Bonelli e Fratoianni contro il conduttore Rai Monteleone
Antonino Monteleone, l’ex Iena e ora conduttore del programma Rai “Filorosso”, è finito nella bufera per alcuni post. L’ultimo ha scatenato la reazione dei leader di Avs, Bonelli e Fratoianni, che hanno invocato addirittura l’intervento della Rai.
“Antonino Monteleone, conduttore Rai della trasmissione Filorosso, – tuonano i leader di Avs – continua a rendersi protagonista di esternazioni gravissime attraverso i social network. Il 29 giugno scorso ha pubblicato su X una foto di una spiaggia affollata a Gaza, sostenendo che quelle immagini dimostrassero che non si trattava della ‘bella vita di Miami Beach’, ma di una realtà ben diversa da quella descritta da chi denuncia il genocidio in corso”.
“Ieri, evidentemente nel tentativo di fare carriera presso Palazzo Chigi, – prosegue la nota di Avs – è andato oltre, arrivando a difendere il terrorista nero Gilberto Cavallini, condannato con sentenze definitive a nove ergastoli, tra cui quello per concorso nella strage di Bologna e per l’omicidio del giudice Mario Amato. Monteleone ha sostenuto che la condanna per la strage di Bologna sarebbe stata “affibbiata” a Cavallini solo per farlo tornare in carcere. Un’affermazione gravissima che mette in discussione una sentenza pronunciata in primo grado, confermata in appello e resa definitiva dalla Corte di Cassazione”.

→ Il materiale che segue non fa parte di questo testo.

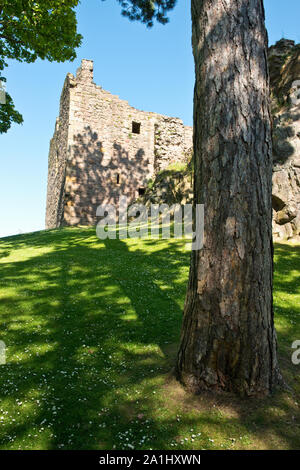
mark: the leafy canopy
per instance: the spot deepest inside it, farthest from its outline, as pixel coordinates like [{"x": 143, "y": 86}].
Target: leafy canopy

“Ci chiediamo – concludono Bonelli e Fratoianni – se attaccare la magistratura per difendere un terrorista pluriergastolano sia compatibile con la conduzione di un programma di prima serata del servizio pubblico. L’amministratore delegato Giampaolo Rossi intende davvero confermare Monteleone alla guida di Filorosso? Per noi è una vergogna”.